Can YOLO train on COCO JSON without custom code?
Not with the current Ultralytics pipeline, which expects YOLO .txt labels by default. This guide provides the minimal custom code needed — one dataset class and one trainer class. Once defined, training requires only a standard model.train() call.
Does this support segmentation and pose estimation?
This guide covers object detection. To add instance segmentation support, include the segmentation polygon data from COCO annotations in the segments field of each label dictionary. For pose estimation, include keypoints. The GroundingDataset source code provides a reference implementation for handling segments.

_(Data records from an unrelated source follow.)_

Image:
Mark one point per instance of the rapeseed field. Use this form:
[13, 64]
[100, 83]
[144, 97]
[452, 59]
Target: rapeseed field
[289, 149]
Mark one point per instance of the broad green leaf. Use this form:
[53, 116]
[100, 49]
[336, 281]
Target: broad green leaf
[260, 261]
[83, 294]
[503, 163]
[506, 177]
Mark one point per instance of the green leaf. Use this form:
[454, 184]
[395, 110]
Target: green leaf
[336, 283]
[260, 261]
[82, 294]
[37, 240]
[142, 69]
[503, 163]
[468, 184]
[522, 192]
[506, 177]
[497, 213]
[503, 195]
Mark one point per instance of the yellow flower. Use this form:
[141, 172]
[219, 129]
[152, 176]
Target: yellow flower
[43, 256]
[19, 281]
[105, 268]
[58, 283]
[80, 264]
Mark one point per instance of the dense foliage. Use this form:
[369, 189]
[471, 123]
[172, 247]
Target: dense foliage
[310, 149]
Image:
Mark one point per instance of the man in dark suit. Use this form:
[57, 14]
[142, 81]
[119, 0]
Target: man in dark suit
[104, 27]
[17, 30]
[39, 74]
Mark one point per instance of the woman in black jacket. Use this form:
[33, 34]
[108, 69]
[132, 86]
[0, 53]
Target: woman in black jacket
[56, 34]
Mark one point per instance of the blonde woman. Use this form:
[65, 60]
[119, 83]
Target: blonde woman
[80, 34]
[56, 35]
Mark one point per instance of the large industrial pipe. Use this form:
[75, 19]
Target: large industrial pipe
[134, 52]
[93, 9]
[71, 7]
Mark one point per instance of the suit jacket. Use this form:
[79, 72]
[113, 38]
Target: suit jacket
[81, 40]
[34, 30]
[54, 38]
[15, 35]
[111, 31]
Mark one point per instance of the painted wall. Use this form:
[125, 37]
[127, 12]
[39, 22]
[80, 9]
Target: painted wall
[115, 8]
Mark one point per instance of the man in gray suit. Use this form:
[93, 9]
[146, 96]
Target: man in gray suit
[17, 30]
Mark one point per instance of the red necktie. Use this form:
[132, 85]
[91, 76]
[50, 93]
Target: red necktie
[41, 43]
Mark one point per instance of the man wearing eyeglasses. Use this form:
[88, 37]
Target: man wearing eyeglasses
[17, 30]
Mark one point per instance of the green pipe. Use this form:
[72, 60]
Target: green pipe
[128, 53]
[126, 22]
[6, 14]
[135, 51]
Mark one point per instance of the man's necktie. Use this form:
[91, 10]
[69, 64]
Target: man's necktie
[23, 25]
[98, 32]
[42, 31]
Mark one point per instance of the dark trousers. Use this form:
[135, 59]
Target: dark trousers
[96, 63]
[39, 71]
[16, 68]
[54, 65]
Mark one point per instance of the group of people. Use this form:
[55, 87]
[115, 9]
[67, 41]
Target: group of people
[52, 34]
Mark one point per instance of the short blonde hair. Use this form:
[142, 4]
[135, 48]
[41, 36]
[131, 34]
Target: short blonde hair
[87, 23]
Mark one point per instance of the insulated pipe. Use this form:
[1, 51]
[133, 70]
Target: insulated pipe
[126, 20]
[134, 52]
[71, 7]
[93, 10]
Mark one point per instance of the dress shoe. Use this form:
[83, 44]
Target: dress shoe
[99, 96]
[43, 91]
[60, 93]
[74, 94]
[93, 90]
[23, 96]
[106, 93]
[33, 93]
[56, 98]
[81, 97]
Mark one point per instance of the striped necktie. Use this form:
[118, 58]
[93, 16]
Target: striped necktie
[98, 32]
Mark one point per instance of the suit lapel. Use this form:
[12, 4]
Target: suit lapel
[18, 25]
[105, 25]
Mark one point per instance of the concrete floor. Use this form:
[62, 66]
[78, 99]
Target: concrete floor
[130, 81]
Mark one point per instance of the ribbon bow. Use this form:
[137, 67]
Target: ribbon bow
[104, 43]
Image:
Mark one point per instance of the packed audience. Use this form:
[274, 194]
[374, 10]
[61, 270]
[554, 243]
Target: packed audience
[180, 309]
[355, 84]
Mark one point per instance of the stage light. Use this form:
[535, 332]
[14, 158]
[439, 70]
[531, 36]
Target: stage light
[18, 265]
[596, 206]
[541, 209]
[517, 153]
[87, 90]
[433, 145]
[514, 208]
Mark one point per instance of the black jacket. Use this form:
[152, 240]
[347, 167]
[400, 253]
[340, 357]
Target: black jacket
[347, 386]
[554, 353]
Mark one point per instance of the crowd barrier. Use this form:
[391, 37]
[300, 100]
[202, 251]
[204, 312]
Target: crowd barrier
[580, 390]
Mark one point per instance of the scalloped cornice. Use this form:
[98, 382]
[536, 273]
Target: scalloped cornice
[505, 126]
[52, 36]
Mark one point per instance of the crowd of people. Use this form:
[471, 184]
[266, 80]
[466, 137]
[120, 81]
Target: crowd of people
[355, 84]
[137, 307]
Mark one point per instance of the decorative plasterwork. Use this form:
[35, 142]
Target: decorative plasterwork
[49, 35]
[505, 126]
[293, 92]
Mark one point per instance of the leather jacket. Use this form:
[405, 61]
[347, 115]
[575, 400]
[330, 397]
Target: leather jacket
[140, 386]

Do augmentations work with this custom dataset?
Yes. COCOJSONDataset extends YOLODataset, so all built-in data augmentations — mosaic, mixup, copy-paste, and others — run without modification.
How are category IDs mapped to class indices?
Categories are sorted by id and mapped to sequential indices starting from 0. This handles 1-based IDs (standard COCO), 0-based IDs, and non-contiguous IDs. The names dictionary in dataset.yaml should follow the same sorted order as the COCO categories array.
Is there a performance overhead compared to pre-converted labels?
The COCO JSON is parsed once on the first training run. Parsed labels are saved to a .cache file, so subsequent runs load instantly without re-parsing. Training speed is identical to standard YOLO training since annotations are held in memory. The cache is rebuilt automatically if the JSON file changes.